Dispatches on X, formerly Twitter, from within Milwaukee’s Fiserv Forum said that Trump had a little trouble holding the crowd’s attention, as his speech stretched to one hour and 32 minutes, the longest nomination acceptance speech on record.

“People starting to leave. Loud chattering on fringes of the arena,” wrote Edward Luce, an associate editor at the Financial Times, who weighed in a little over an hour into Trump’s speech. “Trump is boring the audience.”

Around the same time, The Atlantic’s Tim Alberta wrote that even in the middle of the crowd, people were growing impatient. “I’m standing 10 feet from the stage, in a sea of diehards, and some are getting restless. Checking phones, stealing glances at the teleprompter, whispering about when it will be over,” he posted.

Wajahat Ali, a columnist for The Daily Beast, wrote that there were “a lot of concerned faces in the RNC crowd right now.”

“Definitely a different energy from an hour ago. I think some people are going, ‘Uh … what’s happening,’” he said.

While the energy in the room started high, with a wild appearance from Hulk Hogan and a weird rap performance from Kid Rock, Trump couldn’t keep the excitement alive as he worked his way through all the same beats as ever, sounding a bit more subdued than in his typical rants.

Trump Is Planning the Most Inhumane Immigration Policy in U.S. History

Donald Trump told the Republican National Convention that he will deport more people than President Dwight Eisenhower.

Donald Trump smiles while speaking at the Republican National Convention
Victor J. Blue/Bloomberg/Getty Images

Donald Trump promised a massive deportation plan Thursday night, even larger than the biggest mass deportation in U.S. history: President Dwight Eisenhower’s racist-named “Operation Wetback.”

The former president was doing his typical fearmongering, blaming immigrants for any and all of the country’s ills, when he decided to name-drop the thirty-fourth U.S. president.

“And bad things are gonna happen, and you’re gonna see it happen all the time,” said Trump. “And that’s why the Republican platform promises to launch the biggest deportation operation in the history of our country. Even larger than that of Dwight D. Eisenhower, from many years ago.”

Under that program, which was implemented “many years ago” in 1954, U.S. authorities employed military-style tactics to deport around 1.3 million Mexican immigrants, some of whom had been naturalized. The government packed people into trucks en masse, and shipped them to locations without food and water, resulting in many unnecessary deaths.

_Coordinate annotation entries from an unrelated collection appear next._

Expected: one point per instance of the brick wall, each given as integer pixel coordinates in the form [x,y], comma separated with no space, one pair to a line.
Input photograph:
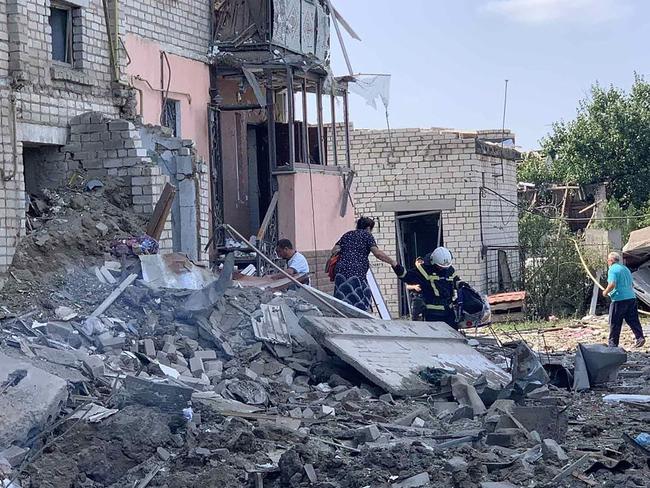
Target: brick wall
[49,93]
[430,164]
[319,278]
[181,27]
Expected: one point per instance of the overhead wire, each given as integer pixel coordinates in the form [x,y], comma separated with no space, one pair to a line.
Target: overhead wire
[567,219]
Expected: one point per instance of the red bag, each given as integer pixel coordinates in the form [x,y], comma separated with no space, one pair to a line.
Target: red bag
[330,268]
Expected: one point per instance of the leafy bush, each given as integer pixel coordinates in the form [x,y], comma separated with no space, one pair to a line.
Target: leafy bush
[554,278]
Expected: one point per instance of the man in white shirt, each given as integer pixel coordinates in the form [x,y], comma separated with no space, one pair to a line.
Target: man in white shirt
[296,263]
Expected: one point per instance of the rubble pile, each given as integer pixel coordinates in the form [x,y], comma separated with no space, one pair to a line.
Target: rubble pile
[69,230]
[122,383]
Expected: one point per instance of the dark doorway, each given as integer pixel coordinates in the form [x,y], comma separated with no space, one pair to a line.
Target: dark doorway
[264,183]
[419,233]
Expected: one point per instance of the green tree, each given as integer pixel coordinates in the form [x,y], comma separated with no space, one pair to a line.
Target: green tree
[608,141]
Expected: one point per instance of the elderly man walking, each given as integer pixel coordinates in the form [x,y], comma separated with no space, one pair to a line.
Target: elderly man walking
[623,306]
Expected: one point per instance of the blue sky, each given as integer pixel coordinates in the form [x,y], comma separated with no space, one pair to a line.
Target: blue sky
[449,58]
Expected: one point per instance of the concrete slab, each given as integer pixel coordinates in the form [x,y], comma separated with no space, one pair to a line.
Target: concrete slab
[29,405]
[270,325]
[164,395]
[174,270]
[391,353]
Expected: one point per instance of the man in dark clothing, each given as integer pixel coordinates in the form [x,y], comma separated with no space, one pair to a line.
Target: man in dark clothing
[620,288]
[438,283]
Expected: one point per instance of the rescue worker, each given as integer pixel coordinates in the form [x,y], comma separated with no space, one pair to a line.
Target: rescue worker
[415,292]
[438,283]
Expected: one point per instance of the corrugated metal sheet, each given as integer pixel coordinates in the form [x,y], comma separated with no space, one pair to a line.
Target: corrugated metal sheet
[322,33]
[286,24]
[515,296]
[308,30]
[392,353]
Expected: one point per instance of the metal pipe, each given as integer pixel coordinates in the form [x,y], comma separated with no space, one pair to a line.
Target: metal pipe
[322,158]
[14,139]
[305,128]
[291,117]
[346,121]
[334,141]
[111,44]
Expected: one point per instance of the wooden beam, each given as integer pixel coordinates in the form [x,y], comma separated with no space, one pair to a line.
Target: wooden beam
[161,212]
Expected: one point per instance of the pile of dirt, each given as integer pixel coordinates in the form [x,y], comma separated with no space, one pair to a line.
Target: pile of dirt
[69,230]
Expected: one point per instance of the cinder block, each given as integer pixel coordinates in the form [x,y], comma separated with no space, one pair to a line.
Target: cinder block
[196,366]
[150,348]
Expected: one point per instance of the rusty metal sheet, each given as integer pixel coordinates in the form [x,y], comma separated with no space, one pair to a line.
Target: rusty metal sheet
[322,33]
[286,24]
[271,325]
[308,27]
[391,353]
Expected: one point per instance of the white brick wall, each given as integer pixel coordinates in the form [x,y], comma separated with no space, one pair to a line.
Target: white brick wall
[51,93]
[425,164]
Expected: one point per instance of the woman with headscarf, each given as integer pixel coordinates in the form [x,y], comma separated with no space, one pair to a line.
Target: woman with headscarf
[353,249]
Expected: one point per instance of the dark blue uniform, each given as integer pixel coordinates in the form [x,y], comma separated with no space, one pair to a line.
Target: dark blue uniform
[439,287]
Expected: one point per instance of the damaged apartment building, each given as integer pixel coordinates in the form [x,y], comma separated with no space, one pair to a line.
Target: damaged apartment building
[208,96]
[85,86]
[433,187]
[283,160]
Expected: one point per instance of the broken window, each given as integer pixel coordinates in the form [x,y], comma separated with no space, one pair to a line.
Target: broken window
[172,116]
[61,26]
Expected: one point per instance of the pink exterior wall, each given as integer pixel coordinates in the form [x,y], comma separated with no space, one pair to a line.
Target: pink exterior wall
[295,210]
[189,84]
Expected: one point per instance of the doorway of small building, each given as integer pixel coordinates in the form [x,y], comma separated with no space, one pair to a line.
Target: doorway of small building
[44,167]
[418,233]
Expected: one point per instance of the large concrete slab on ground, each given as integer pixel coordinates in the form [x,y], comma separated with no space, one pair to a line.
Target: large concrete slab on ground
[30,399]
[392,353]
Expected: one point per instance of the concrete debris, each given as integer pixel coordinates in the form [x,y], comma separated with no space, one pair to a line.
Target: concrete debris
[552,451]
[93,413]
[175,381]
[65,313]
[421,479]
[389,353]
[14,455]
[174,271]
[30,399]
[270,325]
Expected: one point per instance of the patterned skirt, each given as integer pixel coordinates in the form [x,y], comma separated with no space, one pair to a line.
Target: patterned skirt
[353,290]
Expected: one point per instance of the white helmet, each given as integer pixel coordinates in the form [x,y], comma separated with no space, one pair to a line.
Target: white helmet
[442,257]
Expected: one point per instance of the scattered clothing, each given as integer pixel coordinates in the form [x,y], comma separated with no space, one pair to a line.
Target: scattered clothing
[627,310]
[621,276]
[298,263]
[350,283]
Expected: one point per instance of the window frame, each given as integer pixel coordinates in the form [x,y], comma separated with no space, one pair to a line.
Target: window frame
[69,34]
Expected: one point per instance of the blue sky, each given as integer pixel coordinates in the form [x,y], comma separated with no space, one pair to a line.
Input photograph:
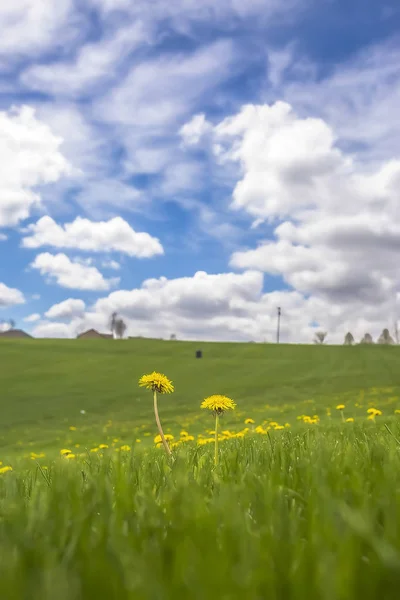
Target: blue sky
[194,167]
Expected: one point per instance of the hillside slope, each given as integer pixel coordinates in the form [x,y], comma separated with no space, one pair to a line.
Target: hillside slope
[45,384]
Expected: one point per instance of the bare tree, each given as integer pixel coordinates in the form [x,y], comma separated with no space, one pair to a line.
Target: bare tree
[348,339]
[385,338]
[320,337]
[396,332]
[367,339]
[120,328]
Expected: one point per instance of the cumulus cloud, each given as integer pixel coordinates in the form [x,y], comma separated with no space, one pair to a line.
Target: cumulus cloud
[115,235]
[71,274]
[32,318]
[29,156]
[226,307]
[10,296]
[341,221]
[72,307]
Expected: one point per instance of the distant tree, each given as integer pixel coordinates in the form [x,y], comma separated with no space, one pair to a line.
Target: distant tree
[367,339]
[117,326]
[113,320]
[320,337]
[396,332]
[348,339]
[120,328]
[385,338]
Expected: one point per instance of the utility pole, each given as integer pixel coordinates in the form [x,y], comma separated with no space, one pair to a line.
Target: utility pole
[279,322]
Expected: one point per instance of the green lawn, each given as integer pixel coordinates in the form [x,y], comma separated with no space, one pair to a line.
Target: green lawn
[46,383]
[306,512]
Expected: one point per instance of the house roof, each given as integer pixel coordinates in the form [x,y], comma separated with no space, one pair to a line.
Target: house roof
[15,333]
[96,333]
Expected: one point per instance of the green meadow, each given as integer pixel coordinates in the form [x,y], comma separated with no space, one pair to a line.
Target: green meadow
[304,503]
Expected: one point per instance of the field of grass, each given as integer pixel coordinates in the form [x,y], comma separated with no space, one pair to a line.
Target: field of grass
[304,504]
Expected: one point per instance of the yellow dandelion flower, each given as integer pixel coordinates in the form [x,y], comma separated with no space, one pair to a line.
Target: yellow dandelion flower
[218,403]
[157,382]
[167,436]
[5,469]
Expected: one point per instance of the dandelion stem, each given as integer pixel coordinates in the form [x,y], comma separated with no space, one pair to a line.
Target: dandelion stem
[216,438]
[164,441]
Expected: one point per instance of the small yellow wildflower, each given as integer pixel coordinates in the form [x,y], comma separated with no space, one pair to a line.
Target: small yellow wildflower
[218,404]
[157,382]
[168,437]
[5,469]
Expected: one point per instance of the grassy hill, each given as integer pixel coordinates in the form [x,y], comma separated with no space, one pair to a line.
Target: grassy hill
[45,384]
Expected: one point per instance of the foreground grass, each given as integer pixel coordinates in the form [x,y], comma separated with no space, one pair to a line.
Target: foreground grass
[45,384]
[306,515]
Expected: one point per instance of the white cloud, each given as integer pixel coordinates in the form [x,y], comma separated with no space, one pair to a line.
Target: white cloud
[28,27]
[95,64]
[32,318]
[183,79]
[70,274]
[10,296]
[342,230]
[111,264]
[195,129]
[226,306]
[115,235]
[72,307]
[29,156]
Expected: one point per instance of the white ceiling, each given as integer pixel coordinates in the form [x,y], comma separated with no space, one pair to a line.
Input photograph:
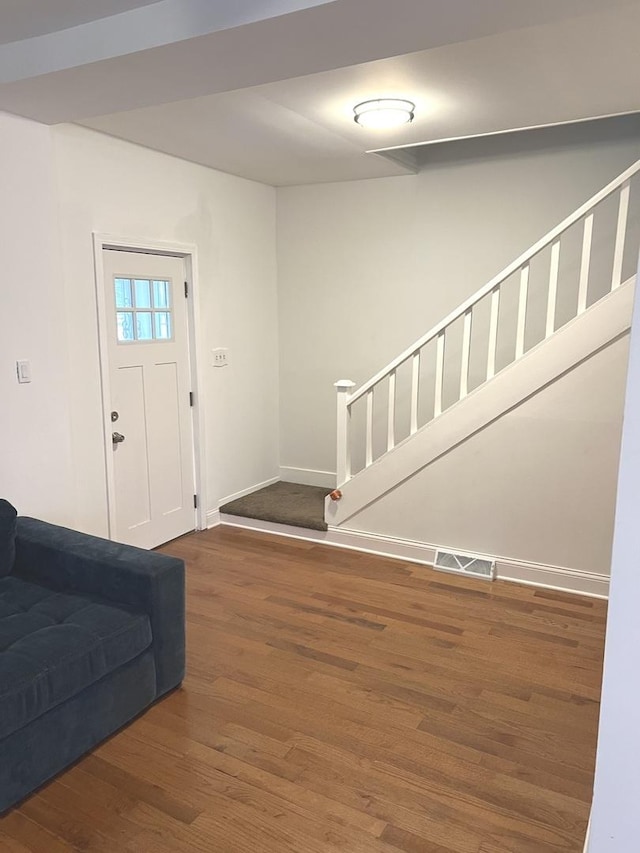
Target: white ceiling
[23,19]
[272,99]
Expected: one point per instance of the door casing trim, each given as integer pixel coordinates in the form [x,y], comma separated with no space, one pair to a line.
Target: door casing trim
[189,253]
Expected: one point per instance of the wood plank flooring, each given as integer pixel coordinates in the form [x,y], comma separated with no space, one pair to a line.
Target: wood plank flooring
[337,701]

During Trump’s speech Thursday on the final night of the Republican National Convention, he continued to baselessly claim that countries around the world were sending people from their prisons and mental institutions to the United States.

The former president also claimed that illegal immigrants were responsible for taking all the American jobs … even faster than they could possibly be created, it seems?

“Today our cities are flooded with illegal aliens. Americans are being squeezed out of the labor force and their jobs are taken. By the way, you know who’s taking the jobs, the jobs that are created? One hundred and seven percent of those jobs are taken by illegal aliens,” he said, claiming they were taking the jobs from Black and Hispanic Americans, as well as unions.